# Signature Toenail Polish



## JimLovesPurses

Do you have a signature toenail polish color? If so, what is the polish brand and the color name. I don't wear polish on my fingers because it chips so easily and I don't want to deal with the upkeep. I really love red on my toes because it goes with almost any color of sandal (except maybe red sandals), and it's timeless and so classic. On the other hand, my feet are almost in sandals and I would never wear open toe shoes without a good pedicure and polish on my toes. My signature toenail polish alternates between OPI Big Apple Red and Zoya Sooki.
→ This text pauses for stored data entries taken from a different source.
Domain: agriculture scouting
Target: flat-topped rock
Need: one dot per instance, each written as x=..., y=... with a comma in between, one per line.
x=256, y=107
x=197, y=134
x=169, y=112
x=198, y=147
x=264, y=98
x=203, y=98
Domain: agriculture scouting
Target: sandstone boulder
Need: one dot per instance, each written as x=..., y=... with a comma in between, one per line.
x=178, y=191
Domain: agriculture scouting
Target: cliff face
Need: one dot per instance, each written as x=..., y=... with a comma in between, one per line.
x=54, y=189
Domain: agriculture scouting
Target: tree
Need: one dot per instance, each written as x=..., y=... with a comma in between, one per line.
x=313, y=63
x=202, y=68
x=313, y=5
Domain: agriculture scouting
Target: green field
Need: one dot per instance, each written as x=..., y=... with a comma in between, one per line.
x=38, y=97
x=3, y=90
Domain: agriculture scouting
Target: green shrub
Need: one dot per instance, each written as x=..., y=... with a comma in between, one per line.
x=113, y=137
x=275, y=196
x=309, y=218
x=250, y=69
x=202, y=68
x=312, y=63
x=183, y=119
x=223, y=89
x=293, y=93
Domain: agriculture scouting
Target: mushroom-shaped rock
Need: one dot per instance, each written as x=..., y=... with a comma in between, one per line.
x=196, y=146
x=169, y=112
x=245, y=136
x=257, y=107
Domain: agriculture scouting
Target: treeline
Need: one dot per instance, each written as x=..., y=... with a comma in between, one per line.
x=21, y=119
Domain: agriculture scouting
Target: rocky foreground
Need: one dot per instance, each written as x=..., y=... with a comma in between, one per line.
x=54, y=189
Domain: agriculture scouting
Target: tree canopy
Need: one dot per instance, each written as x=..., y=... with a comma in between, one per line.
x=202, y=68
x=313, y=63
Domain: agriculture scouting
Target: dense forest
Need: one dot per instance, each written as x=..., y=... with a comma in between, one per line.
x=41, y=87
Occasionally I will also wear OPI Pompeii Purple, but always go back to real reds because they look best on my fair skin.

Jim


----------



## Bridget928

I love OPI I’m Not Really A Waitress.


----------



## PewPew

Nearly always some shade of red, but Essie Bordeaux (wine creme) is what I wear the most.


----------



## martinlily

Thanks for sharing this.


----------



## QuelleFromage

In Zoya and reds, I like Alyssa. 

I change toes too much to have a forever signature, but most often I like a pale turquoise, hot pink, or sunny yellow in summer, a ruby in fall and winter, and a pale pink in spring. In case you can't tell, it's more about mood than brand and exact color


----------